News Feature | October 23, 2014

Google Heads $542 Million Investment In Device Startup

By Jof Enriquez,
Follow me on Twitter @jofenriq

google_publicdomain

Google led a group of heavyweight investors in pouring $542 million of Series B financing into Magic Leap Inc., a Miami-based startup that is developing a new type of augmented reality device that could have myriad applications.

The other members of the investment group include Qualcomm, Legendary Entertainment, the investment firm Vulcan, the private equity firm KKR, and the venture-capital groups Kleiner Perkins Caufield & Byers, Andreessen Horowitz, and Obvious Ventures, according to the Wall Street Journal. The deal is valued at nearly $2 billion, according to WSJ’s two anonymous sources.

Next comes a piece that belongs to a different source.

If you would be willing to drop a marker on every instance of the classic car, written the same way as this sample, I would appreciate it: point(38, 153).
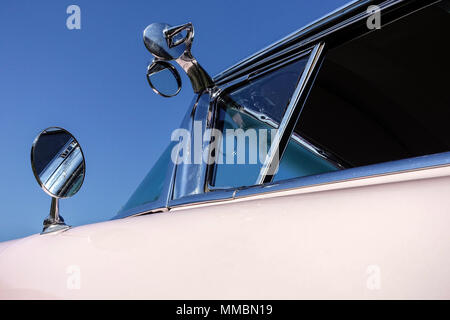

Magic Leap is “developing its own eyeglasses-like device, different from Google Glass, designed to project computer-generated images over a real-life setting,” the WSJ reported. The technology overlays virtual 3D images on what humans see naturally in the real world, akin to other virtual reality devices like the Oculus VR, but with potentially far wider applications.

The startup’s CEO Rony Abovitz, who last year sold the Mako robotics medical device business to Stryker, told the WSJ that Magic Leap’s technology is essentially a new computing interface different from the computers, tablets, and smartphones that we use today. The device could see applications in entertainment, medicine, and connectivity, among others.

Abovitz said in the report that the device “could have far-reaching implications: a new format for movies and video games, a new paradigm for patient and doctor interactions, or as a communications tool made to feel like you’re in the same room with a friend who is thousands of miles away.”

“Magic Leap is going beyond the current perception of mobile computing, augmented reality and virtual reality,” Abovitz said in a statement cited by the New York Times. “We are transcending all three, and will revolutionize the way people communicate, purchase, learn, share and play.”

The boost in investment allows Magic Leap to hasten product development, which could pave the way for a consumer launch “relatively soon,” according to TechCrunch.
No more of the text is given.